Perhaps the closest parallel to a grail find in the women’s range is in Rolex’s Cellini line. The brand’s unashamedly luxurious series of out and out dress watches has been around for decades, and is still going today, but has long been overshadowed by others in the catalog. It is where you will find some weird and wonderful experiments, with pieces of all shapes and sizes.
The Cellini King Midas is one such illustration. A bizarre, asymmetrical rectangle with an integrated bracelet, the men’s version first appeared in the mid-sixties and was, at the time, both the most expensive Rolex available as well as the heaviest gold watch in existence. It should come as no surprise that Elvis Presley was one of its highest profile owners. The smaller ladies style is actually a comparatively understated piece, with a design just retro enough to find an appreciative modern audience. (Interestingly, it also came in both left and right handed types).
Others in the Cellini range run the gamut from the modestly unassuming Danaos, with its vintage-looking cushion-shaped case, through to statement pieces such as the exquisite ref. 5227, a diamond set bracelet watch with ferrite dial.
One other watch listed as a men’s model but with a color scheme that would suggest otherwise is the ref. 116519 Daytona Beach collection. This series of four vibrantly colored versions of the world’s most famous chronograph was launched in the 2000s and features blindingly bright shades of turquoise, green, yellow or pink, on either mother-of-pearl or chrysoprase dials. It is reminiscent of the Stella dial Day-Dates from the 70s, and definitely one to consider if you are looking to make an impression.
The Ladies Rolex Timeline
No other company has done more to popularize the wristwatch as a male accessory than Rolex. When first founded, timepieces worn on the arm were very much the sole preserve of women, and it wasn’t until the twin innovations of the waterproof Oyster case and the self-winding Perpetual movement made wristwatches both more convenient and more robust than pocket watches that men started to recognize their appeal.

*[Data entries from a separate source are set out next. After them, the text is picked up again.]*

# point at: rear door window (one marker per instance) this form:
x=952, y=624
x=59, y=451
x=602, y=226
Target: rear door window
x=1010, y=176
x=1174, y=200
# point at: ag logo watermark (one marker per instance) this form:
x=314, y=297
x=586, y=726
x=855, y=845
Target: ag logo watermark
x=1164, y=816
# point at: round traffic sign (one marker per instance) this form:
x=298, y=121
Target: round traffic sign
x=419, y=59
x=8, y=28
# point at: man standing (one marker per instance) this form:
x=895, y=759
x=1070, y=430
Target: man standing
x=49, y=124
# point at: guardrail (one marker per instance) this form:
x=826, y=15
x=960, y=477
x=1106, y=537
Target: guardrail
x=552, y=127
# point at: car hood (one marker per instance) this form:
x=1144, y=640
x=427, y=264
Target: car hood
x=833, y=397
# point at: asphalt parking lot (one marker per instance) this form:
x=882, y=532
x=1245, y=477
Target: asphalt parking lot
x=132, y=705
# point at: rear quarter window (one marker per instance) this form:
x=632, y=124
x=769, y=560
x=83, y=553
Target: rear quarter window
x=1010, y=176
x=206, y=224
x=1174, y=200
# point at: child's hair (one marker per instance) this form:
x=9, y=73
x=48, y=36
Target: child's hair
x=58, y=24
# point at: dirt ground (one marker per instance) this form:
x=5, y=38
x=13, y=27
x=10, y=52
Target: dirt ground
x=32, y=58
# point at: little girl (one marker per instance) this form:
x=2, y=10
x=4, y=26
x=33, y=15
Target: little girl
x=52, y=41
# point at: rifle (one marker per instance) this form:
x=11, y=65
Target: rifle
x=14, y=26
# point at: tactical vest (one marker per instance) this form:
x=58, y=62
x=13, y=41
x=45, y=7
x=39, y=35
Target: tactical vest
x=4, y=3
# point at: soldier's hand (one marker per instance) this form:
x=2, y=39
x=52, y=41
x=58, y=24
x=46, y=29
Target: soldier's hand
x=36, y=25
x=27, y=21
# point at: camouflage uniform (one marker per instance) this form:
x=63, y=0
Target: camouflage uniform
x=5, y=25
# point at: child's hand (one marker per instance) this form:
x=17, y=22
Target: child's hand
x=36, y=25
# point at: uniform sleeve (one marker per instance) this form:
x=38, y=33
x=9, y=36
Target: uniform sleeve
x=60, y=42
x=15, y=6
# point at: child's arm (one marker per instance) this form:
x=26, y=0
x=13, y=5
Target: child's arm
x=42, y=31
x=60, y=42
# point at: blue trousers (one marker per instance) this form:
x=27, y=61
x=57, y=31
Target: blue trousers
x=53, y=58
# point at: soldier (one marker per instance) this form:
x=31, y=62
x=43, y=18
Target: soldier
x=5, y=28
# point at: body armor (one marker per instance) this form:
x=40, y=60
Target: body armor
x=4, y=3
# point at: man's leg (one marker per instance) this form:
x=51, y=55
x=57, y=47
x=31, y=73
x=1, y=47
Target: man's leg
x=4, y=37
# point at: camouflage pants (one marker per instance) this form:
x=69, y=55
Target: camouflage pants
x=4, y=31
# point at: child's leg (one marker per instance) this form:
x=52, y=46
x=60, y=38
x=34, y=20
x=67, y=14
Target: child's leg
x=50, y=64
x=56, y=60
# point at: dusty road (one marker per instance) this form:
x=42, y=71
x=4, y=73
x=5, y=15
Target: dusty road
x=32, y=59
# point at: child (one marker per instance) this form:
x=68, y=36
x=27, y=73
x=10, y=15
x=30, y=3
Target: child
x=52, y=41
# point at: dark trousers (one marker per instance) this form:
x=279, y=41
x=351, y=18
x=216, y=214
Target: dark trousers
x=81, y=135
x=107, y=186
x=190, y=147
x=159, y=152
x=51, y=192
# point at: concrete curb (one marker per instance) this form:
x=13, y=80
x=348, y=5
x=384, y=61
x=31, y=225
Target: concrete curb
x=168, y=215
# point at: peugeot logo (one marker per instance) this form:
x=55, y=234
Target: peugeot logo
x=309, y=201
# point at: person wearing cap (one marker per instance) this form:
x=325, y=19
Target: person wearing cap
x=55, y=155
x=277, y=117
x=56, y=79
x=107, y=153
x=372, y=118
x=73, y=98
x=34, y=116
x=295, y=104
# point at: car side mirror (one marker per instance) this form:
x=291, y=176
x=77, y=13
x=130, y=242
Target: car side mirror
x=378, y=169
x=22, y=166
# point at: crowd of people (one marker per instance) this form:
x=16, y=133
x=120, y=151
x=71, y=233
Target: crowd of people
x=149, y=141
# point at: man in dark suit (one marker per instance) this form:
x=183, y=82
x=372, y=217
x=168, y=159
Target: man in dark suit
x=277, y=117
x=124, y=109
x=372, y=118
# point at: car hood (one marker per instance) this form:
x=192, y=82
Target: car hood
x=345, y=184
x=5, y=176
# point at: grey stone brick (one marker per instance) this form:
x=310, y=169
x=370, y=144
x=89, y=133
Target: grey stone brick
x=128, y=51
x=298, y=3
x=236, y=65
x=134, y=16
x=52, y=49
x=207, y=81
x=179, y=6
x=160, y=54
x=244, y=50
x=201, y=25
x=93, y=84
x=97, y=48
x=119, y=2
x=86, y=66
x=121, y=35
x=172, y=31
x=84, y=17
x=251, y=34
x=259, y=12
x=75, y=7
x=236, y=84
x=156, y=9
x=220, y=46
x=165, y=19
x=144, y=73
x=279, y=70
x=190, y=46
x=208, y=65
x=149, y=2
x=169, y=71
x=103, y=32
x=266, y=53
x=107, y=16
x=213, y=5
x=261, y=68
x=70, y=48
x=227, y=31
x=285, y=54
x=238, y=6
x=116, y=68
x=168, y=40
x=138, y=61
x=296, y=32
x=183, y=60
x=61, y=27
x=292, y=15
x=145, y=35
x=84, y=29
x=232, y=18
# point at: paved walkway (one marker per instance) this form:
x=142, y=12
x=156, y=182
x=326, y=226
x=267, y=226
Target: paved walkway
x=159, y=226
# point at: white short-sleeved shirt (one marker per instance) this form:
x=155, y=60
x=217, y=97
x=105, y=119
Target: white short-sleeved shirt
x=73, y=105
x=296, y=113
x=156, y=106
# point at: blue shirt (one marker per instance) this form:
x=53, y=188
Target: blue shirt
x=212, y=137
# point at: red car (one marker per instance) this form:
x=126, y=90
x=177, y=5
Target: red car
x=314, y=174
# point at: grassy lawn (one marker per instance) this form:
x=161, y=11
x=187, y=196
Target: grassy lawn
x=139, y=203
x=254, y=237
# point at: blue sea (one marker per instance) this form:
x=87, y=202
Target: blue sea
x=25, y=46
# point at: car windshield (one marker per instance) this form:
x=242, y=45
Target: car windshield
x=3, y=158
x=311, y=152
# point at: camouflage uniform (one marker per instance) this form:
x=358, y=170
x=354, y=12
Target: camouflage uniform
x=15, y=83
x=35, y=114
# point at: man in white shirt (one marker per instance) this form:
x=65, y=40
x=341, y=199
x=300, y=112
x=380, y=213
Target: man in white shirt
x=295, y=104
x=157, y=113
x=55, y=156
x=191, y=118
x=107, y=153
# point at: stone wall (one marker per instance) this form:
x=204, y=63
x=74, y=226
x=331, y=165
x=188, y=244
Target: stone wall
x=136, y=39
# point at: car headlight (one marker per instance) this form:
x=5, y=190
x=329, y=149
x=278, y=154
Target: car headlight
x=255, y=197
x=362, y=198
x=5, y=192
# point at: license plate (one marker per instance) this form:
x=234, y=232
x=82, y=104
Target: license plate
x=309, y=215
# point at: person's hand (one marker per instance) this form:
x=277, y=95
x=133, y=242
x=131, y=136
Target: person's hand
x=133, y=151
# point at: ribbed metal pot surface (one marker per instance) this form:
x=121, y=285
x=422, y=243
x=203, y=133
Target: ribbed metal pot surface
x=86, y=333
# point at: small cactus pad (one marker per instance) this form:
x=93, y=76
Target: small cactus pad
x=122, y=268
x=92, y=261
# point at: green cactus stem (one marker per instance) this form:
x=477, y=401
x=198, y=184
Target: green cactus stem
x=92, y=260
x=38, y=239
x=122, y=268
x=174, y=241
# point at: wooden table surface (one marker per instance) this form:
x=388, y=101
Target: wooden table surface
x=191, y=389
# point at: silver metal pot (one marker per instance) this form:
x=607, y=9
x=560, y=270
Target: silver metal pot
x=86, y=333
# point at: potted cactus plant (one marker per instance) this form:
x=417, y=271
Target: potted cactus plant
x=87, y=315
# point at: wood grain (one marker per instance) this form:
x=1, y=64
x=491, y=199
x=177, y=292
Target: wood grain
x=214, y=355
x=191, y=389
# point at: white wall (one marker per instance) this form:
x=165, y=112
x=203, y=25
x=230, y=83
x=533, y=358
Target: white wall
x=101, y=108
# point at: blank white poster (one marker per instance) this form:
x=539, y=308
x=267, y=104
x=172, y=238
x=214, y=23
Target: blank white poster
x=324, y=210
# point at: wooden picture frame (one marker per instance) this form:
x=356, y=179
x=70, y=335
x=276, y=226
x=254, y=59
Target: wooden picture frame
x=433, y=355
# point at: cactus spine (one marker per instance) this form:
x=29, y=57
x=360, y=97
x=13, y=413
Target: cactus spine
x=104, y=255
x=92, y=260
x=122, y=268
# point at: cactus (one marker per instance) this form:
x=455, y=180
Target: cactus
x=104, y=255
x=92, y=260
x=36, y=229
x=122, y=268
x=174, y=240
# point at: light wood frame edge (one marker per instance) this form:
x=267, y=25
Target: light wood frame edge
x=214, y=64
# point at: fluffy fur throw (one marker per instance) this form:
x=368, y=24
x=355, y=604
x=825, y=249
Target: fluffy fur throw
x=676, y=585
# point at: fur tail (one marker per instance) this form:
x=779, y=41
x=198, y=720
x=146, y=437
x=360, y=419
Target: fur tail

The bulk of the brand’s ladies output have been miniaturized versions of their men’s watches ever since, with the Lady-Datejust being the biggest selling model of all time. Launched in 1957, more than a decade after the original, it has gone through a similarly relentless series of improvements as its male counterpart.
Over the years, the women’s collection has grown slightly in size and number. So where the initial Lady-Datejust was just 26mm, today it measures 28mm. The range also includes a 31mm and a 34mm (just called the Date), neither officially ‘Lady’ watches, but far more likely to attract a female audience.
The smallest watch in the whole stable remains the 26mm Oyster Perpetual, but that too has been joined by supposed mid-sizes, again at 31mm and 34mm.
In 1992, Rolex launched the Yacht-Master, a 40mm men’s watch that was flaunted as the more luxurious alternative to the iconic Submariner. Two years later, a 29mm Lady Yacht-Master arrived, along with a 35mm, making it the first sports watch the brand had created in three sizes. Those first all-gold pieces were supplemented in 1996 by two-tone Rolesor editions, and the following year, Rolex debuted their new Rolesium construction, with a steel case topped with a platinum bezel.
Currently, the Yacht-Master family is missing a women’s watch, being comprised of a 37mm and the full-size 40mm.
1992 also saw the release of the Pearlmaster series, a new variant of the Datejust range. Crafted only in 18k yellow, white or Everose gold and dripping with precious stones, they confirmed the trend for women wearing larger sizes by being issued in either 34mm or a once unthinkable 39mm.
This opulent jewelry watch now represents the peak of the ladies collection.
The Rolex name may be synonymous with rugged tool watches, but the world’s premier manufacture is still the number one choice for many women looking for that versatile piece to balance the widest selection of outfits. As uncompromising in its engineering and design as the men’s collection, Rolex’s ladies range are some of the finest watches it is possible to own.